A matter of note with the "single" classifications is that the sample sizes were starting to get relatively small, but useful information trends are still possible to retrieve from them. The most interesting matter of note is with the married female demographic. This subset had an unusually low accuracy, and we believe this to be attributed to the time in which this dataset was collected. Since this is from the USA in 1994, the general social attitude was for young women to play a smaller role in the workforce compared to the more equal roles of today. Therefore, with the married female dataset, more members of the dataset could have less influence of their income compared to the members of the married male dataset, where more of the members were focused on making money.

Combined

Printout

With the models and analysis gained from working on this dataset, it may become necessary to compare it to other datasets, either from around the world or from a different time. Therefore, two subsets of the data were made that focus only on key demographic features. When looking at only the members' Age, Race, and Sex, we see a 70% accuracy for results. This is an incredible "at a glance" rate that allows us to compare this to most other datasets from other sources, since these features are almost certain to be included. Another analysis was done by also including Education into the aformentioned cluster, raising the accuracy up to nearly 75%.

Future Directions

We answered the question well of the factors that could lead Americans to make at or below $50K per year in 1994, and those same factors likely would come up today, such as lower educational attainment, younger age, and being unmarried.

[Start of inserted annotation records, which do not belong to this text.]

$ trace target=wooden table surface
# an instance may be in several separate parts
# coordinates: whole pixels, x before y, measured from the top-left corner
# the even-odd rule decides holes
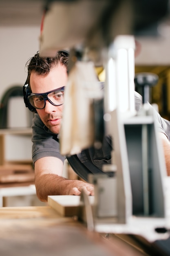
[[[62,217],[51,207],[0,209],[2,256],[149,255],[116,236],[88,231],[75,218]]]

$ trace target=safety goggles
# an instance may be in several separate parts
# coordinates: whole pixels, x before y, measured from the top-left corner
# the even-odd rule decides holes
[[[38,109],[45,108],[46,100],[54,106],[60,106],[64,103],[64,87],[60,87],[45,93],[31,93],[28,99],[31,105]]]

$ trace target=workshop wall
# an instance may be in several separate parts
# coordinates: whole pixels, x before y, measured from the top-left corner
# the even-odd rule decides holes
[[[9,88],[24,84],[26,63],[39,49],[40,30],[40,26],[0,26],[0,99]]]

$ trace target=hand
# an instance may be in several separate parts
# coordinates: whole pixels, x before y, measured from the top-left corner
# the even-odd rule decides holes
[[[79,195],[83,190],[88,195],[94,195],[94,186],[92,184],[79,180],[72,181],[73,186],[71,189],[69,195]]]

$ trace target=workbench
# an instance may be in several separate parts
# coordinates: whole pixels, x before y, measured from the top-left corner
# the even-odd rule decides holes
[[[1,208],[0,225],[2,256],[151,255],[118,236],[88,231],[76,217],[62,217],[48,205]]]

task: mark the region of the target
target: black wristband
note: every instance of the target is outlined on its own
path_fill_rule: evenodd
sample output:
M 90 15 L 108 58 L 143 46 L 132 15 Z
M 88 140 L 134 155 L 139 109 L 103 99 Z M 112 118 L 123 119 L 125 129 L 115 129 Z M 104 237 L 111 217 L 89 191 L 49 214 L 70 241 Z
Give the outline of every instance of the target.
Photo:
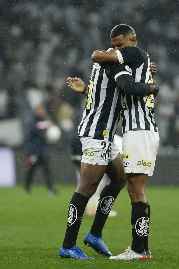
M 86 89 L 87 89 L 87 87 L 86 87 L 86 86 L 85 86 L 85 90 L 84 90 L 84 91 L 83 91 L 81 93 L 82 94 L 84 94 L 84 93 L 85 93 L 85 92 L 86 90 Z

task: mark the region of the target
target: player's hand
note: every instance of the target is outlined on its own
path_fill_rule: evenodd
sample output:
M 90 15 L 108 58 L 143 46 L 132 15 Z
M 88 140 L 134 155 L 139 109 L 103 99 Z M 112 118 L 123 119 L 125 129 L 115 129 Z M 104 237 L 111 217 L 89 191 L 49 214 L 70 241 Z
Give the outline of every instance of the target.
M 76 93 L 82 93 L 85 87 L 84 83 L 78 77 L 68 77 L 67 84 L 69 88 Z
M 150 63 L 150 68 L 151 69 L 151 71 L 152 71 L 152 76 L 153 77 L 154 76 L 156 75 L 157 69 L 155 63 Z

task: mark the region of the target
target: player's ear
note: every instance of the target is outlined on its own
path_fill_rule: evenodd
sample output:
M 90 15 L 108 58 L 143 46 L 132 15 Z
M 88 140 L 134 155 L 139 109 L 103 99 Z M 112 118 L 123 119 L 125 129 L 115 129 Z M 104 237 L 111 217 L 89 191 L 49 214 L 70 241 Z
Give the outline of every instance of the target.
M 136 38 L 135 37 L 133 36 L 133 37 L 132 38 L 131 41 L 133 46 L 135 46 L 136 44 L 137 45 L 137 41 L 136 40 Z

The machine learning model had some notions of the factors that could lead Americans to make above $50K per year in 1994; however, this would be better in the future as a regression study that goes back to the original education number column from the original dataset and uses that as the benchmark of education.

In addition, capital gains, capital losses, and hours worked could maybe be used more meaningfully in the future, although none of them had coefficients of determination above .05 in our quick glance in Excel when we examined the proportion of the variation in the income level that is predictable from the independent variable.

With more recent data samples, this project would have been better as more of a time series to see the variables' performances over time.